Способ получения вакцины гидроокисьалюминиевой против мастита коров стрептококковой этиологии

Изобретение относится к биотехнологии и ветеринарной медицине и может быть использовано при промышленном производстве вакцины гидроокисьалюминиевой против мастита коров.

Вакцина содержит бактериальную массу штаммов Streptococcus agalactuae 6150, Enterococcus faecalis 356, смешанных в определенной пропорции. Вакцина обладает высокой иммуногенностью, обеспечивает надежную защиту коров и коз от мастита стрептококковой этиологии.

Выпускаемая в настоящее время коммерческая вакцина против энтеро-кокковой инфекции телят, ягнят и поросят обладает невысокой эффективностью. Это объясняется тем, что указанная вакцина, содержащая антиген только из штаммов энтерококков серогруппы D, не предохраняет от стрептококков серологических групп В и С, которые наиболее часто являются этиологическим фактором заболевания телят.

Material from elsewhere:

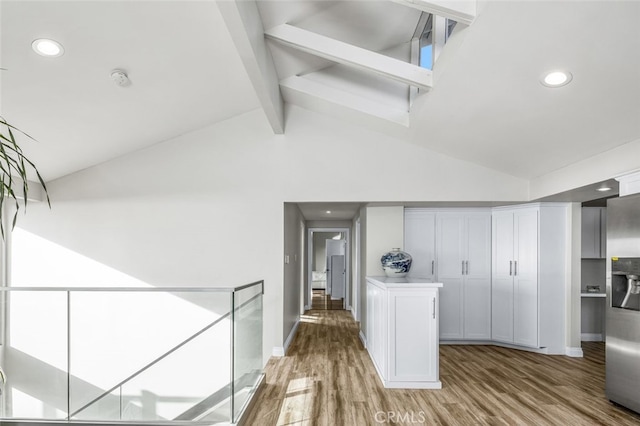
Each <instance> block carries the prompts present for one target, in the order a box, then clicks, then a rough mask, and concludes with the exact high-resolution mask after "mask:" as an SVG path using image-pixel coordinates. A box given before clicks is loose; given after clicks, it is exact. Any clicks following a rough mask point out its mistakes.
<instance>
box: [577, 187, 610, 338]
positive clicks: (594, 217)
mask: <svg viewBox="0 0 640 426" xmlns="http://www.w3.org/2000/svg"><path fill="white" fill-rule="evenodd" d="M608 198H610V197H608ZM606 206H607V198H601V199H598V200H593V201H590V202H585V203H583V204H582V255H581V257H582V262H581V271H580V275H581V291H582V294H581V298H580V299H581V305H580V311H581V315H580V317H581V318H580V326H581V328H580V334H581V340H582V341H598V342H600V341H603V340H604V336H605V327H606V324H605V308H606V295H605V292H606V278H607V253H606V245H607V232H606V211H607V208H606Z"/></svg>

Однако способ получения вакцины является лабораторным, малопроизводительным, трудоемким и непригодным для промышленного производства. Культивирование стрептококков осуществляется в мясопептонном бульоне в стеклянных баллонах в стационарных условиях. Длительность культивирования составляет 18-24 часа, накопление биомассы не выше 4 млрд. м.т./см³. Способ культивирования не управляемый, в силу чего не позволяет получать стандартную полноценную в антигенном отношении культуру в больших количествах.

Известен способ изготовления вакцины ассоциированной против стрептококкоза крупного рогатого скота [5].

Ближайшим аналогом заявленного изобретения является известный из документа US 2012128719 А1, 24.05.2012 «Способ изготовления вакцины против заболеваний и инфекций, в том числе стрептококковых крупного рогатого скота». Вакцина может содержать несколько штаммов микроорганизмов, а так же адьювант, например, гидроокись алюминия. Способ изготовления вакцины включает культивирование в питательной среде микроорганизмов, Streptococcus agalactiae, Streptococcus zooepidemicus, Enterococcus faecalis, инактивацию микроорганизмов и добавление адъюванта, например гидроокиси алюминия [6]. Отличием заявленного в формуле изобретения от ближайшего аналога является то, что при изготовлении вакцины проводят:

1) раздельное культивирование микроорганизмов в ферментерах;

2) инактивацию формальдегидом при температуре 43-47°C в течение 3-5 суток, причем конечная концентрация формальдегида в культуре составляет 0,03-0,07%;

3) смешивание инактивированных культур в равных объемах при исходных концентрациях 4-8 млрд.м т /см³;

4) снижение окислительно-восстановительного потенциала культуральной жидкости до -200÷-150 мВ.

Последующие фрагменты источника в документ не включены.